Woven Histories of Welsh Wool and Slavery

Cardiff University

The global significance of Welsh-made woollens in the Atlantic slave trade is the subject of a research project led by a Cardiff University academic.

Dr Charlotte Hammond collaborated with student artists from Coleg Menai in Bangor, Liz Millman of Learning Links International and Marcia Dunkley of Black Heritage Walks Network, to investigate this overlooked period of Wales' history. It has been supported by Higher Education Funding Council for Wales (HEFCW) Research Innovation Funding.

Welsh Plains was a durable 'plain' woollen cloth, woven in mid-Wales between 1650-1850.

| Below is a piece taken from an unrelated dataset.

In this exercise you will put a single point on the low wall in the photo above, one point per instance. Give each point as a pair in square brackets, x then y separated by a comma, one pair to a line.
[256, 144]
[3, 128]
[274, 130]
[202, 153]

Before it was eventually overtaken by cotton, wool was at the centre of the global textile industry of the eighteenth century. British merchants used the cloth to purchase and trade in African captives, kidnapped to work on plantations in the Americas in the transatlantic slave trade. Plantation owners in the Caribbean and US South used the hand woven woollen textile to clothe enslaved labourers.

In the eighteenth and early nineteenth century, Welsh Plains became a popular textile for the jackets, waistcoats, smocks, petticoats and breaches worn by enslaved men, women and children in the Americas. In 1823, the South Carolina planter, Robert Maxwell, wrote that local manufacturers had tried to imitate Welsh Plains but found its qualities to be inferior. Maxwell preferred to buy cloth that had been "made by the farmers of Wales".

The research project and free bilingual book of the same name, Woven Histories of Welsh Wool and Slavery / Hanesion Cysylltiedig Gwlân Cymru a Chaethwasiaeth, published by Common Threads Press, aims to improve public knowledge of the ways local histories of woollen production in Wales are implicated in broader global histories of Atlantic slavery and empire.

Dr Charlotte Hammond, based at Cardiff University's School of Modern Languages said: "With this project, we have sought to highlight an area of history that has received little recognition until now.

"The students explored traces of this historical narrative that links the exploitation of weavers in rural Wales with the racial injustices of Atlantic slavery, and its reliance on the circulation of Welsh-made textiles.

"Our work has taken us from the ruins of pandy fulling mills in Dolgellau, Meirionnydd, via the packhorse trails that transported Welsh Plains cloth to England. There, it was dyed and finished in Shrewsbury, sent to London and Liverpool to be traded and then exported to the Americas.

"We have followed the cloth's colonial connections to the Caribbean and southern states of the US, where Welsh Plains was used to clothe enslaved field workers who toiled on the plantations.

"We traced a small swatch of 'plains' which is listed in a merchant's sample book (c.1800-1825) in the Joseph Downs Collection in the Winterthur Library, Delaware (US). This remnant shows the fabric to be coarse and probably quite uncomfortable to wear, a far cry from the expensive silks and linens worn by the plantation owners.

"The resulting artwork from the group of emerging artists and designers is their visual response to this history."